Custom Flask endpoints can also make use of the Python API for querying and formatting entries.
What about having multuple Publ instances within a single running site?
Unfortunately, running multiple Publ instances within a single app server (gunicorn, etc.) is not so straightforward. Currently, the ORM in use does not support segregating data across instances, and as such I also haven’t put much effort into containerizing the Publ configuration (which is currently global). However, I haven’t found a good use case for multiple Publ sites conmingled in a single app server anyway; if you can think of one, feel free to open an issue and make your case for it!

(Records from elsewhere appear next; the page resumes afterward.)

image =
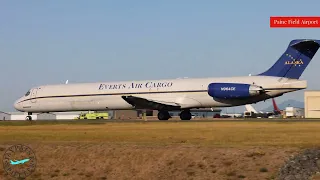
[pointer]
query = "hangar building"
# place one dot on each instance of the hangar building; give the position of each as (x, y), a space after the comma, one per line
(4, 116)
(312, 104)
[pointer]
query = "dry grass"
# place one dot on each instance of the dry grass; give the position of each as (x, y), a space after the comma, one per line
(161, 150)
(226, 134)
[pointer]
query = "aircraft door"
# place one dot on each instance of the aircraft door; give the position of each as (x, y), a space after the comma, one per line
(34, 95)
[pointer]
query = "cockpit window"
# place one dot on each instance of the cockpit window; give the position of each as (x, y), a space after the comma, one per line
(27, 94)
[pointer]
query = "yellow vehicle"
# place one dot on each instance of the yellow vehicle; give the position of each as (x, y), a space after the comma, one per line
(93, 115)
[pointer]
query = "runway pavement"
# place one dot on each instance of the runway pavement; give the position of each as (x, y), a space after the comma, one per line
(158, 121)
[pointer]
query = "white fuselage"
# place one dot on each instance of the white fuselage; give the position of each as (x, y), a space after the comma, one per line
(188, 93)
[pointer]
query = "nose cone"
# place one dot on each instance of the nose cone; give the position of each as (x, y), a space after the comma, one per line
(18, 105)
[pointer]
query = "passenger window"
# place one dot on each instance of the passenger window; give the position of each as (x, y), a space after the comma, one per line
(27, 94)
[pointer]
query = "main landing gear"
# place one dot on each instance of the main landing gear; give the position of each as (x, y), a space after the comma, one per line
(184, 115)
(29, 117)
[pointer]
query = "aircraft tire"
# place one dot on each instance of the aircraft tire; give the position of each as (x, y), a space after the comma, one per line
(185, 115)
(29, 118)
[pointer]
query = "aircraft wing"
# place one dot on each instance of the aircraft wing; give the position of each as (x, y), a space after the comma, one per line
(150, 103)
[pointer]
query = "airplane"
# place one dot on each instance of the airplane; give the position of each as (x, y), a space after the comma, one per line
(251, 112)
(176, 94)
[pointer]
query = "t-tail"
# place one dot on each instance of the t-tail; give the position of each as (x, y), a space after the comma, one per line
(276, 110)
(294, 60)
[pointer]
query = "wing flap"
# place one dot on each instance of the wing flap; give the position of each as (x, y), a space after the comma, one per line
(143, 103)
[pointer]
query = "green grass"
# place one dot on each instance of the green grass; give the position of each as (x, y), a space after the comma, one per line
(294, 134)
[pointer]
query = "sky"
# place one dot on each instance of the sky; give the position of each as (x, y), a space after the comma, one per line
(49, 42)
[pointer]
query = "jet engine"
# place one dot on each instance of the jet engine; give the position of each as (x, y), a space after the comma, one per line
(233, 90)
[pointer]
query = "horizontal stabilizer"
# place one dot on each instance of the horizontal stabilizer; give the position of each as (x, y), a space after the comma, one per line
(294, 60)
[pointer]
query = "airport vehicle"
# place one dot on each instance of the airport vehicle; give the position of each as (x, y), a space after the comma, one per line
(93, 115)
(176, 94)
(293, 112)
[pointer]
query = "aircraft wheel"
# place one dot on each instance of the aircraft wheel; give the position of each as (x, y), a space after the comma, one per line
(163, 115)
(28, 118)
(185, 115)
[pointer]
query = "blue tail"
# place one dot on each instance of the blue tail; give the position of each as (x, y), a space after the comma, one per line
(294, 60)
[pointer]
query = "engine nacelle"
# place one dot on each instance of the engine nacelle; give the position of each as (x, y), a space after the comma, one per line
(233, 90)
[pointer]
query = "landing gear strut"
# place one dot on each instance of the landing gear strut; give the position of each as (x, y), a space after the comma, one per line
(185, 115)
(163, 115)
(29, 117)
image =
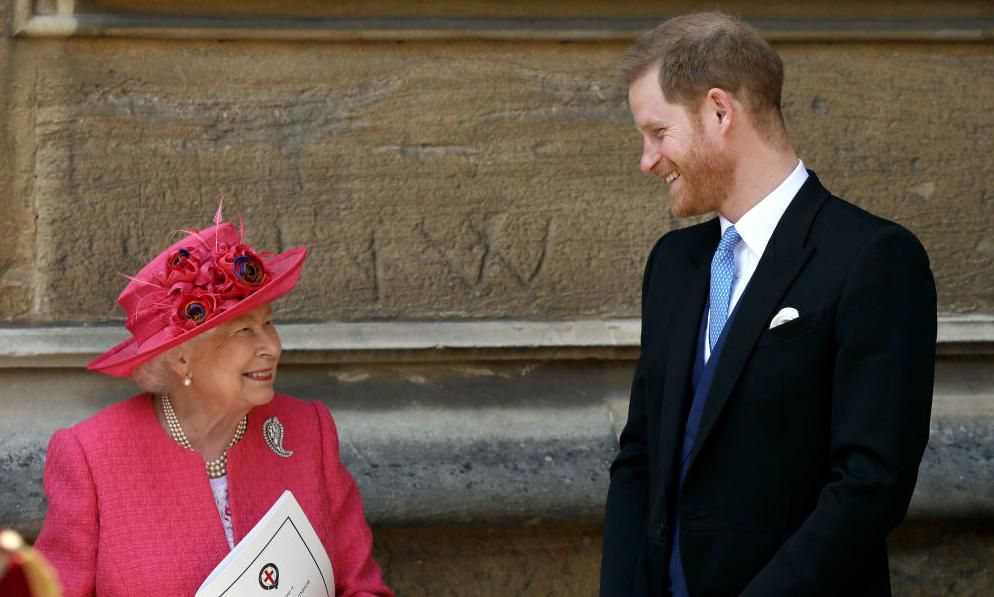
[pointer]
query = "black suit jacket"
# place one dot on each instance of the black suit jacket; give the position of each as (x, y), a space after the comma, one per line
(810, 440)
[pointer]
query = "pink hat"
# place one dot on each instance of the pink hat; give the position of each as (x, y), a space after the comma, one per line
(202, 281)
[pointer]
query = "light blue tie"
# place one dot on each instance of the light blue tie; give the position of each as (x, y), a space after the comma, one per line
(722, 278)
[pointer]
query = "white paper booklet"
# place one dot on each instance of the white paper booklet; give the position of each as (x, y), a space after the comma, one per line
(281, 556)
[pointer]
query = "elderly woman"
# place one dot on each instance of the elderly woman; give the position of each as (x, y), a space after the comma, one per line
(148, 496)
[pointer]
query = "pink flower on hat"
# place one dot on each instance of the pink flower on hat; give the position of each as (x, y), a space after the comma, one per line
(209, 277)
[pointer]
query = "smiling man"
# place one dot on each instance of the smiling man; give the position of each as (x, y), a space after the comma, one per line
(780, 404)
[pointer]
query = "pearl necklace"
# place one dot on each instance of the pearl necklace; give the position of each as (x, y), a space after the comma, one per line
(215, 468)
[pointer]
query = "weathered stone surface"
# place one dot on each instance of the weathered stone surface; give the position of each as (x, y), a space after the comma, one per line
(942, 559)
(927, 559)
(526, 8)
(458, 179)
(484, 561)
(16, 224)
(482, 443)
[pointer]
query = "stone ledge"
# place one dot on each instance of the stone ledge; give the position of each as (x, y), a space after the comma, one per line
(484, 443)
(610, 339)
(525, 29)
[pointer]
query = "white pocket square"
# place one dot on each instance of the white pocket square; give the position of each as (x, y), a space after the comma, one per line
(786, 314)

That said, it’s trivial to have different Publ instances for different subdomains or mount points, with the caveat that they can’t directly communicate with one another.
Do you have any importers from other blogging platforms?

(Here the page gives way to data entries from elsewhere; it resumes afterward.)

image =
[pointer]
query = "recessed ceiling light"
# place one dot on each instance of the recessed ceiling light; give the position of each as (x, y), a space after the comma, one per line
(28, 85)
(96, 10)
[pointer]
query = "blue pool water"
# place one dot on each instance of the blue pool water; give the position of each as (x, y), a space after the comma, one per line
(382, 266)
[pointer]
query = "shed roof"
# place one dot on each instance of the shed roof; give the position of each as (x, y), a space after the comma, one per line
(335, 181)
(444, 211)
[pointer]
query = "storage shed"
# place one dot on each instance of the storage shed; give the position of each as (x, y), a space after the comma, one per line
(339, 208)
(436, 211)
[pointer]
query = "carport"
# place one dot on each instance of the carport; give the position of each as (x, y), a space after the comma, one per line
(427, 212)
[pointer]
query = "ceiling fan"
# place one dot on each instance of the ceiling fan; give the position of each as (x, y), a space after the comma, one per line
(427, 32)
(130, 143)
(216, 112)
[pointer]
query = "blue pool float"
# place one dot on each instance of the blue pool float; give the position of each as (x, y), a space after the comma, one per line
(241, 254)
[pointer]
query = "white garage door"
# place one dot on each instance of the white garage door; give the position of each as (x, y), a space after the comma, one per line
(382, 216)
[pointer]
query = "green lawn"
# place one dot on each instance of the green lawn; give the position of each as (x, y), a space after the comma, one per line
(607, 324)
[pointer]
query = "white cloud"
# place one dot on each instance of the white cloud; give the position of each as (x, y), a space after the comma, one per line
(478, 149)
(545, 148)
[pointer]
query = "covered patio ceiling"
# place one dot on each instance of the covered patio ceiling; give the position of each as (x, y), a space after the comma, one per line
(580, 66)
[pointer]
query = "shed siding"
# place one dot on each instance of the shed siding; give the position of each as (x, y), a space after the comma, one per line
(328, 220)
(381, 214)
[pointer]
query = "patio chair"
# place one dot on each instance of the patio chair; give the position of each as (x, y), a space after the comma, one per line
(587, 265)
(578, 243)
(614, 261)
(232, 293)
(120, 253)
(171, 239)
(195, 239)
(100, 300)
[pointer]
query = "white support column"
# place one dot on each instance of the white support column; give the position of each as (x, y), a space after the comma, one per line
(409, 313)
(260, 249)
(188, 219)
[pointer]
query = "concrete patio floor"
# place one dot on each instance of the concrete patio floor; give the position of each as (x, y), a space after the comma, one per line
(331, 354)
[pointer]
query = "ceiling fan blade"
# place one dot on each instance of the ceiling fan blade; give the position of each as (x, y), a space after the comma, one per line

If you want to convert a Movable Type blog’s content over, see mt2publ.
There currently aren’t any converters for other blogging systems, but since the entry file format is so simple, it shouldn’t be too difficult to write converters from other systems either.
OSError: [Errno 8] Exec format error: '/path/to/app.py' when running in debug
Werkzeug 0.15 (used by Flask) changed the way the automatic reload works, which makes it so that if
app.py is set executable, this will
fail. (See an associated GitHub issue for more information.)
If you’re on Linux or macOS, the easiest solution is to make sure that
app.py is not set executable, with e.g.
chmod a-x app.py
A more general fix (which includes Windows) is to use the
flask run script instead:
FLASK_ENV=development FLASK_DEBUG=1 pipenv run flask run
The scripts bundled with the publ-site repository have been updated accordingly.
How can I help out?
Glad you asked!
Where I could use the most help right now:
Building example templates/themes for people to use
Improving the deployment mechanism and documentation thereof
Improving the documentation for everything (in particular there needs to be some sort of “quick start” guide to get people going with writing/using templates, and explaining how the heck to use Publ in the first place!)
Improving the code quality — currently all testing is via ad-hoc smoke tests, and I’m still relatively inexperienced in Python so I’m sure a lot of places where the code could be better/cleaner/more Pythonic
Making the Publ site look nicer in general
Writing more converters for other blog platforms
I also have a rather large list of to-do items, most of which are low priority for me. But if there’s something you want to help on, please, by all means, do so!